In my quest of getting away from the computer screen as much as possible, I was in the market to buy a drum machine that could playback samples. And just at that time came the Tracker from Polyend.”

Download

Get the project of Stazma – Voltage Song.

Find the mixture of the Polyend Tracker and some Eurorack gear in a form of Stazma’s Voltage Songs EP here.

“I’ve been working with Renoise a bit a while ago and remembered it as the perfect breakbeat mangling tool but I did not like the rest of the interface that much. I had no patience to learn a new set of keyboard shortcuts. This is why the Tracker appealed to me directly. After messaging Polyend out of nowhere to ask if they needed more beta testers I ended up with an early access unit and the mission to make a sample pack and demo tracks for it.

And well, I must admit that it was so much fun doing those as I knew this groovebox will be a strong keeper! Apart from the sample torture that I expected from the Tracker I was happy to discover that I actually love the way everything is displayed on the screen and that it makes much more sense to me than a piano roll (never been good with those things!). The fact you can choose your root note and scale make it very easy to compose without having to think too much about musical theory or even pure experiments.

The MIDI sequencing is also a very nice point and I find myself sequencing most of my hardware synthesizers and drum machines from the Tracker instead of doing it from Live like used to. The fact you can apply rolls and other step FX to MIDI makes it very creative, especially with modular as you can set the velocity to modulate anything (can’t wait for that big midi firmware update coming in version 1.3).

The cherry on the top is the performance mode that let you jam out ideas by remixing your pattern on the fly. This already led to a few exciting recordings that I probably wouldn’t have done otherwise.”

Description

“The origin of this project was to compose a full song on the Tracker, using mostly modular synthesizers. I use a CV.OCD midi to CV converter so the Tracker can speak directly to my Eurorack systems. My first experiment with this set up led to this jam. Once this track was done I multi-tracked it to my computer and polished it a little bit, added some details to make it a little bit more interesting.

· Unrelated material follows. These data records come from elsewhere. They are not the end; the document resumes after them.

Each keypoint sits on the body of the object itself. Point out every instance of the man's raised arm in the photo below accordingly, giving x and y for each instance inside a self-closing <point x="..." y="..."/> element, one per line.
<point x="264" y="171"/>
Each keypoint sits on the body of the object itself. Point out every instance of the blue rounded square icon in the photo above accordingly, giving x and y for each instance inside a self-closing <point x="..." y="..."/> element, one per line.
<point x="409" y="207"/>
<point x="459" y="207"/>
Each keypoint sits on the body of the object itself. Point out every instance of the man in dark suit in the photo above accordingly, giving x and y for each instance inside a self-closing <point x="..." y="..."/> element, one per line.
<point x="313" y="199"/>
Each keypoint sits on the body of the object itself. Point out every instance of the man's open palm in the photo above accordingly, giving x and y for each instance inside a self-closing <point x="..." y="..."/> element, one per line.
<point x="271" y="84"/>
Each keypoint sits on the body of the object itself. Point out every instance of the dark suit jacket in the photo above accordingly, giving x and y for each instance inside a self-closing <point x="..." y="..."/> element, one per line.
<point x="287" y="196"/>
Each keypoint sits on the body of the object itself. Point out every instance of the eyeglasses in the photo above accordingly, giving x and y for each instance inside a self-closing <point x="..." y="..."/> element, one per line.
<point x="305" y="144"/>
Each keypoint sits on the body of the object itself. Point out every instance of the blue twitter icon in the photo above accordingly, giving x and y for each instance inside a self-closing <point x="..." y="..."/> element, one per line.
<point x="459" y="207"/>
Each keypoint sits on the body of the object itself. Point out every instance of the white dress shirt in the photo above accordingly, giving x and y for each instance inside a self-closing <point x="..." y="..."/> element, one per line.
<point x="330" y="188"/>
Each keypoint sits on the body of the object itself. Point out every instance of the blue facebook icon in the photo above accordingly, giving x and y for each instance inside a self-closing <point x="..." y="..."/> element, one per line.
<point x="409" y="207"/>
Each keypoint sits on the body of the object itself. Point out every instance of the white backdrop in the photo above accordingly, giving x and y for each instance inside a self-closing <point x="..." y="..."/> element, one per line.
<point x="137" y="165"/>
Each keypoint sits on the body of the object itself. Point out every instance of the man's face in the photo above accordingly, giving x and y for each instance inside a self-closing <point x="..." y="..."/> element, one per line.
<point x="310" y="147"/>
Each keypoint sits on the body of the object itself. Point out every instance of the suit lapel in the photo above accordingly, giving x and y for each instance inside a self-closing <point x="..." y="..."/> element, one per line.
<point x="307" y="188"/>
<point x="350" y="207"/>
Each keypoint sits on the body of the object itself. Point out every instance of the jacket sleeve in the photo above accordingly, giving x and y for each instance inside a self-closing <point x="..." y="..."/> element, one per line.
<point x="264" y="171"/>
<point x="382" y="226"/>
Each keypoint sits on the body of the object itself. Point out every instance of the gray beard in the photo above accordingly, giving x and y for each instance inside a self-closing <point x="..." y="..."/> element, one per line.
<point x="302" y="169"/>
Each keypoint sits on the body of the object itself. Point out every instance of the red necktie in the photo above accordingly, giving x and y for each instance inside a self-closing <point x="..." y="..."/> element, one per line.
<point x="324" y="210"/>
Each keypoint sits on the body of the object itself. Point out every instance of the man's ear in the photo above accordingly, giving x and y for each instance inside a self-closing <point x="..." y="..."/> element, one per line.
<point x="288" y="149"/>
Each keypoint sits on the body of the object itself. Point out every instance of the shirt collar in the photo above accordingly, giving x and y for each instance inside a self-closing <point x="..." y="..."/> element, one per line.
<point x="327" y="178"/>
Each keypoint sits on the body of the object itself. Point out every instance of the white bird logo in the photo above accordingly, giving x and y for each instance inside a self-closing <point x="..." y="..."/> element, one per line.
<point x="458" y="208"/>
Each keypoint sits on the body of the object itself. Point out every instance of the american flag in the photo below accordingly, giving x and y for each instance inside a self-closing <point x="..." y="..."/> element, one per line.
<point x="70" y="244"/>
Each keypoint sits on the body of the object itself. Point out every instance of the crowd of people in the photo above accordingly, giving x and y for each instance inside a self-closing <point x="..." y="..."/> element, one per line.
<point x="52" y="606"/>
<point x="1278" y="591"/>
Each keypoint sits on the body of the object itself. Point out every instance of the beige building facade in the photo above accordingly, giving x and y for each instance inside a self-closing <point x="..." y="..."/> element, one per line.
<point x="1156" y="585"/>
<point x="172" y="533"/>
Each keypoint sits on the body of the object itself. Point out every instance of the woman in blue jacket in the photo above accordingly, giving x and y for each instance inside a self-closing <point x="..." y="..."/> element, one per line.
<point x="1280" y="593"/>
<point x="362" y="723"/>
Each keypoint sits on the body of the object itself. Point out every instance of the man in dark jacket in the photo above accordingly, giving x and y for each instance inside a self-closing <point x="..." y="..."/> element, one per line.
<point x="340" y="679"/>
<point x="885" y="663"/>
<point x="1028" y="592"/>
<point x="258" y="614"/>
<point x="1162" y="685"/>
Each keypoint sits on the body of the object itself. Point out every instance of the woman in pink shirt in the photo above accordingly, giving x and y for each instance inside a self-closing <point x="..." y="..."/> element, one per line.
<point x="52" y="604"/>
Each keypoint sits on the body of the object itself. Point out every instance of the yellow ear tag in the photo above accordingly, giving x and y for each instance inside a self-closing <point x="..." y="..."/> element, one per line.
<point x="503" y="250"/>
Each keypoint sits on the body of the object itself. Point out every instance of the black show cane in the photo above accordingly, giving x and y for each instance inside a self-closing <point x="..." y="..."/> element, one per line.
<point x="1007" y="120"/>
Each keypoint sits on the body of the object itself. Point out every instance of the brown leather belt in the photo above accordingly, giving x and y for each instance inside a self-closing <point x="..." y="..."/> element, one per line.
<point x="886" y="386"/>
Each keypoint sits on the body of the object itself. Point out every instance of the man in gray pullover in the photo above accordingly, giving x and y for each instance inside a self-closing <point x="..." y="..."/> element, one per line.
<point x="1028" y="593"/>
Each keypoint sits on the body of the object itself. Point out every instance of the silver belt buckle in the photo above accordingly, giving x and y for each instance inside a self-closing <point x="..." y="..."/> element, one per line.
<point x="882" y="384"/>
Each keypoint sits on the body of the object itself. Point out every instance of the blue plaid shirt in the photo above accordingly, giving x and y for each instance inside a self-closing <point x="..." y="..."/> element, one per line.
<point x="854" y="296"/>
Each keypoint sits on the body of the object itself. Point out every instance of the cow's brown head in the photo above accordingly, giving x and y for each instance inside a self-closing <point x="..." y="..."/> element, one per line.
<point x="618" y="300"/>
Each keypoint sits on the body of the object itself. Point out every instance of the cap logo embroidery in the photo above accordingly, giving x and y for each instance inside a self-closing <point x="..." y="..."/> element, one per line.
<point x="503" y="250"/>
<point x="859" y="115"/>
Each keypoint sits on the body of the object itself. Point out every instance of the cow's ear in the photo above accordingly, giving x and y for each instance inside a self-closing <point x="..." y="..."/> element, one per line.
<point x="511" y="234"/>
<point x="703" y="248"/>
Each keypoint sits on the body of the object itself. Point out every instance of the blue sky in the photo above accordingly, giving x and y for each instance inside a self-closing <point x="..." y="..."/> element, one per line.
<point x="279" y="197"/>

From there as I wanted to be able to share this with other users on the Polyend Tracker Scene, I made a bunch of samples using all those sounds from the modular and decided to make another track out of it. This is the track you have here, feel free to use any of those sounds in any way you like. I used mostly the Slice play mode here, so I could make different chunks of audio, sequence those back in any orders that felt right (or wrong) and play those at different speed easily. The time-stretched version of the breakbeats was made using the Akaizer (but as I write this there is a very potent time stretch included in the Tracker already available!).”

Stazma / Repeat Eater / Electric Voyage Studio

Hailing from the same French stock as Monster X, Rotator and the infamous Peace Off imprint, Julien Guillot has been smashing up raves across the world for 10 years (since his first release on Peace Off in 2008) and is showing no signs of slowing down.

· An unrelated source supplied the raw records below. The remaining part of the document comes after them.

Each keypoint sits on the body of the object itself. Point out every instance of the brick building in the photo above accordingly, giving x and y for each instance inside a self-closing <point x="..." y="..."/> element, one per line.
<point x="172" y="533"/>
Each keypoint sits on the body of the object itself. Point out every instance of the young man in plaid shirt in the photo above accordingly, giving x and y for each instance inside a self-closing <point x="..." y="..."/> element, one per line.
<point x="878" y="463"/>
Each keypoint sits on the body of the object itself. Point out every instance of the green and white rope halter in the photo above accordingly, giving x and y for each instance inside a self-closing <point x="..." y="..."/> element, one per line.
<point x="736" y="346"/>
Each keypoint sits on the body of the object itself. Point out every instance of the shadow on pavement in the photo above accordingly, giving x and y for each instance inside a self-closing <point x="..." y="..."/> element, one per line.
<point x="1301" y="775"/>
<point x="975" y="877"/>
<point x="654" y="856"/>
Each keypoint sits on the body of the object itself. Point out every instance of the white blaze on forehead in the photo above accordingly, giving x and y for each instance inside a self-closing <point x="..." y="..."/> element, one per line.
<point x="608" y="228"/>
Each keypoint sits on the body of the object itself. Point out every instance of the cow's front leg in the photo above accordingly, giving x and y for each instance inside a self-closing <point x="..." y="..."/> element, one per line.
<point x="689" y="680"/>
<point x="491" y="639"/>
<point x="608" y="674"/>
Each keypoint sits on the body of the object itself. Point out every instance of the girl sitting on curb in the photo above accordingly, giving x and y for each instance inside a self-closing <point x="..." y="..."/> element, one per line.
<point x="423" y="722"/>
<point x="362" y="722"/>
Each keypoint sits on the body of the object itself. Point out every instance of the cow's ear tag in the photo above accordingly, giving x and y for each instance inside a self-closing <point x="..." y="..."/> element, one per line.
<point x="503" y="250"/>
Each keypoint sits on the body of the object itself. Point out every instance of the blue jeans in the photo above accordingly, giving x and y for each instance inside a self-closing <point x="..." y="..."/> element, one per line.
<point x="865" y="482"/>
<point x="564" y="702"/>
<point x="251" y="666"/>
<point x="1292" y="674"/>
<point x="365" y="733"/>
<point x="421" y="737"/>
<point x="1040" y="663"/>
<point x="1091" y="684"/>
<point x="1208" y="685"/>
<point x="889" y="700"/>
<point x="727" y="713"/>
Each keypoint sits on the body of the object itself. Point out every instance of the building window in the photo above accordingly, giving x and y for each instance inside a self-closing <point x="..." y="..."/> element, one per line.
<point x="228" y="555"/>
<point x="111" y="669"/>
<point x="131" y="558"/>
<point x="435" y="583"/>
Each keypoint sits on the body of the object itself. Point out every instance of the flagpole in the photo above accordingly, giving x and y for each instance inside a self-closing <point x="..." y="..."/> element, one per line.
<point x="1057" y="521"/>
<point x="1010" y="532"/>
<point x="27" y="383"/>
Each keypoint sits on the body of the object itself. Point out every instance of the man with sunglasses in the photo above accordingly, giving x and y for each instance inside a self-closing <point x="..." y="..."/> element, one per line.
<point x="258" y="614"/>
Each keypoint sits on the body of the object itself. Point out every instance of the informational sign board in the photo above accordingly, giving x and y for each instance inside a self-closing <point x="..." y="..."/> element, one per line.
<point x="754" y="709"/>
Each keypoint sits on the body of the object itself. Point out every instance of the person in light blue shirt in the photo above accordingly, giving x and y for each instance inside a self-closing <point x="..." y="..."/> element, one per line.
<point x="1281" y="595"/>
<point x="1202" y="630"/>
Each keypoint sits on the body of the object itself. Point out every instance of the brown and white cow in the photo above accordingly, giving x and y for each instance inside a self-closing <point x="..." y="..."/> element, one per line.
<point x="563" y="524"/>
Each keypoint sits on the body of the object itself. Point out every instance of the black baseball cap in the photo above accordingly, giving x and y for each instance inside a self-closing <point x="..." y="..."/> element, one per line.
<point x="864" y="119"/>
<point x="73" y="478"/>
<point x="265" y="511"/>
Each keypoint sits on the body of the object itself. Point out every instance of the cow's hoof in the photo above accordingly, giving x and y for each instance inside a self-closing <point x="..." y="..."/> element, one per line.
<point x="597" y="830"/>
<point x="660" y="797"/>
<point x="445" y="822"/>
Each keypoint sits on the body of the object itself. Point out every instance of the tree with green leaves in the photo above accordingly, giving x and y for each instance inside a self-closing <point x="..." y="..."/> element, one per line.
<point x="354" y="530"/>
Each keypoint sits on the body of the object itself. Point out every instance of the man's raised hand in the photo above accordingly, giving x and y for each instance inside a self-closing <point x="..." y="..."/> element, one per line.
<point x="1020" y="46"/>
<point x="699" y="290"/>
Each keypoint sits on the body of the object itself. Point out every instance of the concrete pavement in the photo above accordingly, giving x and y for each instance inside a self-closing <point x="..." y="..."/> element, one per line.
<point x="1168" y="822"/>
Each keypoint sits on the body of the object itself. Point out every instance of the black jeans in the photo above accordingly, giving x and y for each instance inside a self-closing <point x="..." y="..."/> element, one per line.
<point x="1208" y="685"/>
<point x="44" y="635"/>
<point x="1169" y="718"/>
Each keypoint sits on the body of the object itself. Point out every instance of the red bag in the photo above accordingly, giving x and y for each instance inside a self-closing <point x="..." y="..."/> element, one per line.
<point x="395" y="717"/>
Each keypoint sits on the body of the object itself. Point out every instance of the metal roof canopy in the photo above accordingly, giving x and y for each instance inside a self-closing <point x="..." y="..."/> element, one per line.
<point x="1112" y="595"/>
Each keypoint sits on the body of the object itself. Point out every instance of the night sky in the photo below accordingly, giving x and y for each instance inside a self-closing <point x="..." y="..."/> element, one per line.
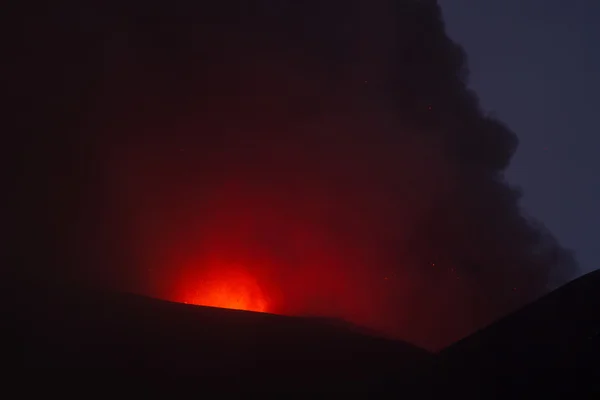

Having taken the early breakcore ethos of genre-mashing and amen splicing, Julien delivers a sound made of jungle, acid, industrial and metal with a modern, tight production that is synonymous with the French these days.

As well as making a name for himself with releases on Peace Off, Murder Channel, PRSPCT and now his own label Concrete Collage, it is Stazma’s live show which displays his work best. A frenetic, yet finely tuned assault on the senses.

2020 sees the release of Stazma first full-length album “Shapeshifter”, less violent than before, more experimental and still very weird and intricate.

In 2016 he started a new alias, Repeat Eater, creating organic and weird acid music using analog synthesizers and drum machines, both live and in the studio.

Julien Guillot is also a sound engineer at his own “Electric Voyage Studio”, half of the band Golden Fangs, a sound designer and a teacher in the sound synthesis using modular synthesizer at “Les Escales Buissonnières” in Lyon.